How the KJV Cemented It
The KJV kept the Hebrew plural "Cherubims" (adding an English plural suffix to an already plural Hebrew form) rather than translating the word. This decision preserved the word as a proper noun with its own cultural authority, but it also allowed the artistic tradition to redefine the word's meaning independently of the text. By the seventeenth century, both the terrible biblical cherubim and the decorative infant cherubs coexisted in English, distinguished primarily by context.
Semantic Drift
The drift from cosmic guardian to infant decoration is one of the most extreme semantic transformations in biblical English. The original meaning - powerful, multi-faced, wheel-accompanying, threshold-guarding divine beings - has been almost entirely displaced by the artistic tradition's infant figures. This makes "cherub" one of the rare English words whose current meaning is essentially the opposite of its original meaning. To call a child "cherubic" is to compare their face to a Baroque infant angel, not to an Ezekielian four-faced cosmic guardian.
Historical Usage
Milton uses cherubim in Paradise Lost with biblical seriousness - they are the guardians of Eden whom Satan must circumvent. This literary usage reflects the theological tradition. By the eighteenth century, however, "cherub" in everyday speech primarily denoted the decorative infant figure. Alexander Pope uses "sylphs" and analogous figures in The Rape of the Lock in the cultural register where "cherubs" had come to dwell - small, playful, supernatural attendants rather than awesome guardians. The word split into two functional registers: theological (the biblical beings) and everyday (the decorative infants).

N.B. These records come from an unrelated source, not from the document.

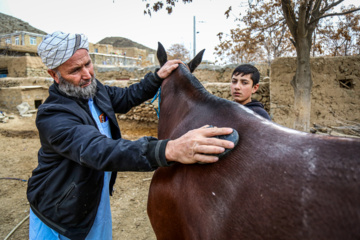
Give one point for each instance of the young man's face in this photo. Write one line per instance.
(242, 88)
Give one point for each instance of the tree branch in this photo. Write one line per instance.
(289, 16)
(333, 14)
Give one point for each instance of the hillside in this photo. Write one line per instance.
(9, 24)
(124, 42)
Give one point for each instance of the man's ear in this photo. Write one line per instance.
(53, 75)
(255, 88)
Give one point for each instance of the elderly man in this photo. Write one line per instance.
(81, 145)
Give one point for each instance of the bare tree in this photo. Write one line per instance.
(301, 18)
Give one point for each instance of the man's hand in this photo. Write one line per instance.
(192, 146)
(167, 68)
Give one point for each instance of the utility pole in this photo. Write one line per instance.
(194, 47)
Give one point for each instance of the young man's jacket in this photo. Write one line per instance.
(258, 108)
(65, 188)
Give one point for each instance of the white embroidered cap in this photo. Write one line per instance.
(58, 47)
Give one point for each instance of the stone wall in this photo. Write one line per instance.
(10, 97)
(25, 66)
(335, 92)
(146, 112)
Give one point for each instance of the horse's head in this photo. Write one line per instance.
(192, 65)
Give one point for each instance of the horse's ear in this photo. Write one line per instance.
(196, 61)
(161, 54)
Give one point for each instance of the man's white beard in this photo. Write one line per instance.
(77, 91)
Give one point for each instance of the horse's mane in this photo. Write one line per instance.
(205, 94)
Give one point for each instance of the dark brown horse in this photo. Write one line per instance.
(277, 183)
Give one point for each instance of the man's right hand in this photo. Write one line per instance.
(196, 145)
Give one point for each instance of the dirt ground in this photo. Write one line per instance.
(19, 144)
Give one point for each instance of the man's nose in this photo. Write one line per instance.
(85, 73)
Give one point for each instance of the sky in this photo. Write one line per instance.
(125, 18)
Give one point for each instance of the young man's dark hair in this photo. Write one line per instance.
(246, 69)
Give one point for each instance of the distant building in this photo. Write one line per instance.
(19, 43)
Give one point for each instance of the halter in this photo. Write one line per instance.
(157, 95)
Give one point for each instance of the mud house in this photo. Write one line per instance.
(24, 78)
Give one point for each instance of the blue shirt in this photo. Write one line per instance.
(102, 227)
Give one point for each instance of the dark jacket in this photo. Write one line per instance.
(64, 190)
(258, 108)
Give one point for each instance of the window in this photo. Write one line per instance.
(346, 83)
(32, 40)
(37, 103)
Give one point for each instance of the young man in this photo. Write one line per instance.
(81, 145)
(245, 82)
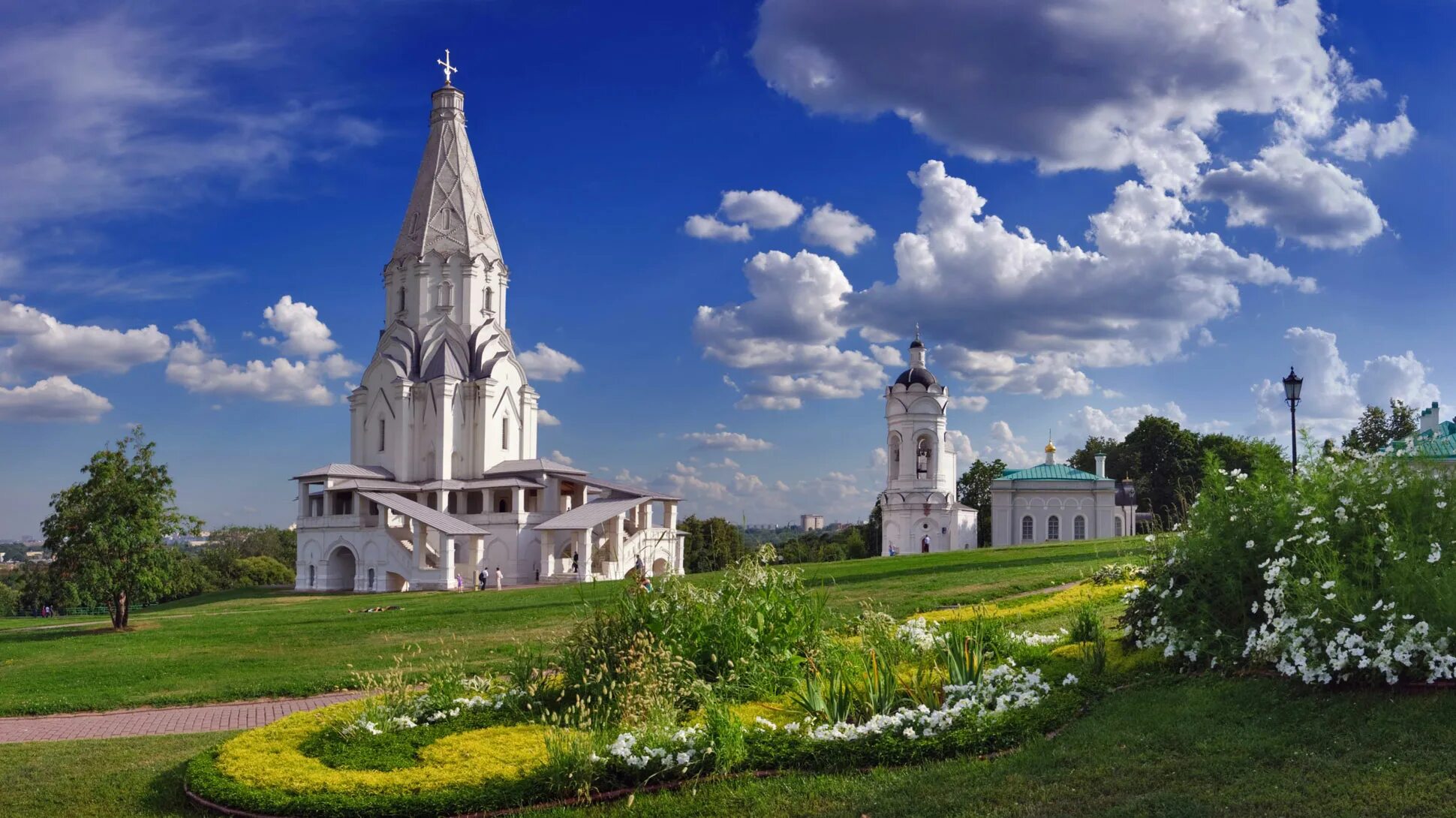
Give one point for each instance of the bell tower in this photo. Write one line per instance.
(919, 510)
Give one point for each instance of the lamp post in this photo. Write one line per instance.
(1292, 386)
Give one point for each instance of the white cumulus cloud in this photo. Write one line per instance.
(709, 227)
(303, 334)
(1361, 140)
(838, 229)
(1302, 198)
(53, 399)
(545, 362)
(765, 210)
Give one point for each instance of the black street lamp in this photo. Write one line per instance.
(1292, 386)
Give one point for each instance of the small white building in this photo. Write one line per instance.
(443, 480)
(919, 508)
(1054, 501)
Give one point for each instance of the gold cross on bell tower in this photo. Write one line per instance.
(449, 69)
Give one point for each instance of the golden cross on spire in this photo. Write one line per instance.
(447, 66)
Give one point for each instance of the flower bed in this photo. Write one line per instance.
(1340, 576)
(622, 706)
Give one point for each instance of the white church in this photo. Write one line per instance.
(919, 508)
(443, 478)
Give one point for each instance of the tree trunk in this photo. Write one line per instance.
(120, 612)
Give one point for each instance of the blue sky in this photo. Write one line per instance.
(1241, 188)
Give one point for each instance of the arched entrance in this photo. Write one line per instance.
(341, 570)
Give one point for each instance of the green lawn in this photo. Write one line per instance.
(254, 644)
(1181, 747)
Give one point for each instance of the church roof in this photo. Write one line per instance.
(916, 374)
(447, 212)
(430, 517)
(348, 471)
(1048, 472)
(588, 514)
(1430, 443)
(536, 465)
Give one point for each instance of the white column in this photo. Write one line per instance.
(446, 433)
(404, 465)
(548, 553)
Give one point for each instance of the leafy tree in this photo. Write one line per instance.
(1166, 466)
(1403, 420)
(1370, 433)
(1375, 430)
(108, 531)
(1085, 457)
(264, 571)
(712, 543)
(974, 489)
(245, 542)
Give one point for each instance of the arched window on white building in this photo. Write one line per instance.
(923, 457)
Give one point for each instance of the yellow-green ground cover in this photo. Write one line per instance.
(844, 714)
(251, 644)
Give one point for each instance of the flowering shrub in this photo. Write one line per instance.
(1118, 574)
(1334, 577)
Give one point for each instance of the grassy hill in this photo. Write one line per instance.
(258, 644)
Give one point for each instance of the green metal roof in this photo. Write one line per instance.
(1048, 472)
(1431, 443)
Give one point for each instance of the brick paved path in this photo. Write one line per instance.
(206, 718)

Cross-Linguistic Equivalents
Hebrew kerubim, Greek cheroubim, Latin cherubim, German Cherubim, French chérubins, Spanish querubines, Italian cherubini - all direct transliterations from Hebrew through the Bible traditions. The word's journey through the linguistic chain without translation maintained its exotic character in all European languages, making it available for artistic redefinition without the resistance that a translated meaning might have provided. The putto-cherub conflation occurred similarly in Catholic art traditions across all European languages.
Misconceptions
The dominant misconception is that the biblical cherubim are the sweet, harmless beings of popular iconography. Genesis 3:24's cherubim carry a "flaming sword which turned every way" - an instrument of terrible power. Ezekiel's cherubim are creatures of such overwhelming complexity that they exceed normal visual imagination. A second misconception is that cherubim and seraphim are the same type of being. Seraphim appear in Isaiah 6:2-6 as six-winged beings standing above the throne of God, calling to each other "Holy, holy, holy." They are distinct from the four-faced, four-winged, wheel-associated cherubim of Ezekiel. Third, many assume "cherubim" is simply the plural of "cherub" and that the two words are etymologically identical in origin; in fact the Hebrew plural was anglicized in different ways by different translators, creating the variant forms in use today.